C'est toujours affreusement triste, la mort de quelqu'un. Ma grand-mère, le clochard inconnu du coin, la vieille dame à la pension, et même Steve Jobs. C'est triste de mourir avant d'avoir 60 ans et c'est dommage. Et je ne suis pas du genre, comme beaucoup, à danser sur les cadavres, que ce soient ceux des visionnaires comme des dictateurs. Alors à tout ceux qui le connaissaient vraiment (c'est pas vous), toutes mes condoléances.

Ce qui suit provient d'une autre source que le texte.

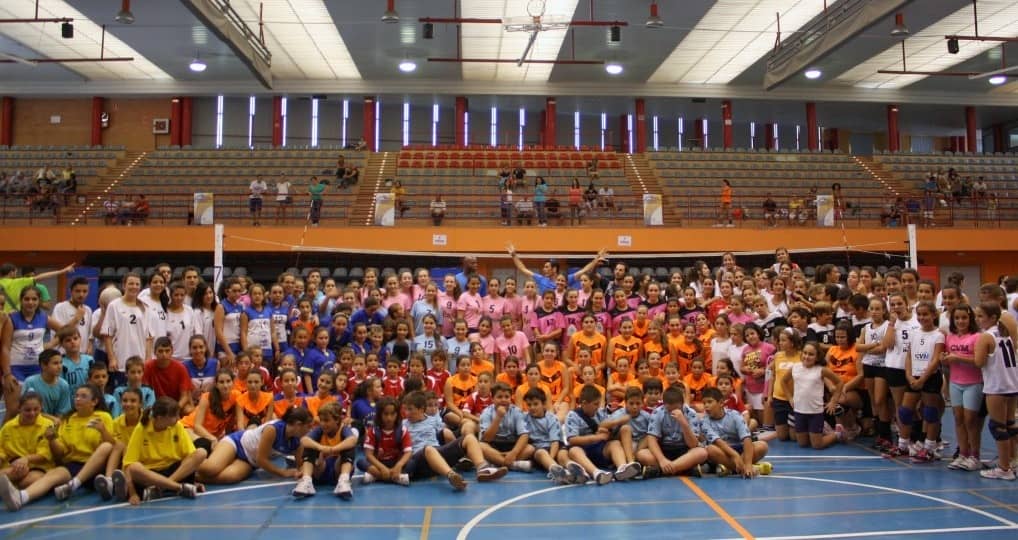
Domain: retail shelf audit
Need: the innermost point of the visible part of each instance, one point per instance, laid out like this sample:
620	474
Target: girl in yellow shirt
82	444
161	455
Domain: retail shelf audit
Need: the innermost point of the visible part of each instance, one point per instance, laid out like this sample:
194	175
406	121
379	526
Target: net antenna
535	21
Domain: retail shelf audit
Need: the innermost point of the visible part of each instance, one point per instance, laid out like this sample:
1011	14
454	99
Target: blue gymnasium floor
847	491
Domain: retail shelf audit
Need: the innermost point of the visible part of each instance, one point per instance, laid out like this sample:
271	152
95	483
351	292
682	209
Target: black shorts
932	385
871	372
451	451
782	410
895	377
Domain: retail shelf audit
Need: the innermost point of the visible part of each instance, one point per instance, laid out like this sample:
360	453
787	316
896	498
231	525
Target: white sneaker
10	494
998	474
343	489
577	473
522	467
304	487
628	471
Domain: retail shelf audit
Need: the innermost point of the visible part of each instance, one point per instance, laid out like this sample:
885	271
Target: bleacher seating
176	174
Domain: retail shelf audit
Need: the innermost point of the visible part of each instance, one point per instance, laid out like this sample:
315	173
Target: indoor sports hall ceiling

Mais qu'à cela ne tienne, je ne vais pas jouer les hypocrites : ce monsieur, Steve Jobs, donc, je n'ai jamais su l'orthographe de son nom avant aujourd'hui, avant l'avalanche de messages geignards qui traversent les réseaux sociaux. Tout d'un coup, c'est comme si c'est Gandhi ou Trotski qui était mort... Pour le patron (CEO) d'un réseau dont l'objectif numéro un est de sucer votre pognon - et qui n'arrêtera pas demain - je trouve ça un peu fort de tabac : je suis certain que, à part les inepties habituelles (vive le grand leader Apple ! Gloire au camarade MacIntosh) 99% de ces indignés n'auraient pas su me dire il y a six semaines ce qui fait de lui un visionnaire (Mais voyons, il y a inventé l'IPod ! - Bravo, vous avez perdu 200 euros).
Pour ma part, je n'ai jamais eu de Mac, d'Ipod, d'IPad ou autre outils onéreux d'Apple. Tout ce que je veux c'est des trucs qui fonctionnent, et je vous garantis, pas besoin de Mac pour ça, même les produits chinois dévalués fonctionnent à merveille.
Enfin bref, il s'agit tout de même ici de la mort d'un homme, et c'est triste, mais soyons francs : aucun d'entre vous ne l'a jamais connu. Peu d'entre vous peuvent m'expliquer ce qu'il a fait de sa vie, et personne ne peut garantir que ce n'était pas un trou du cul qui battait sa femme et ses enfants quotidiennement (évidemment, je me doute bien qu'il ne l'était pas, c'est un exemple)...
Alors mettons un peu plus d'énergie à nous apitoyer des problèmes que nous avons autour de nous plutôt que sur le sort des inconnus qui ont passé leur existence à mettre au point des moyens de nous soulager de notre fric.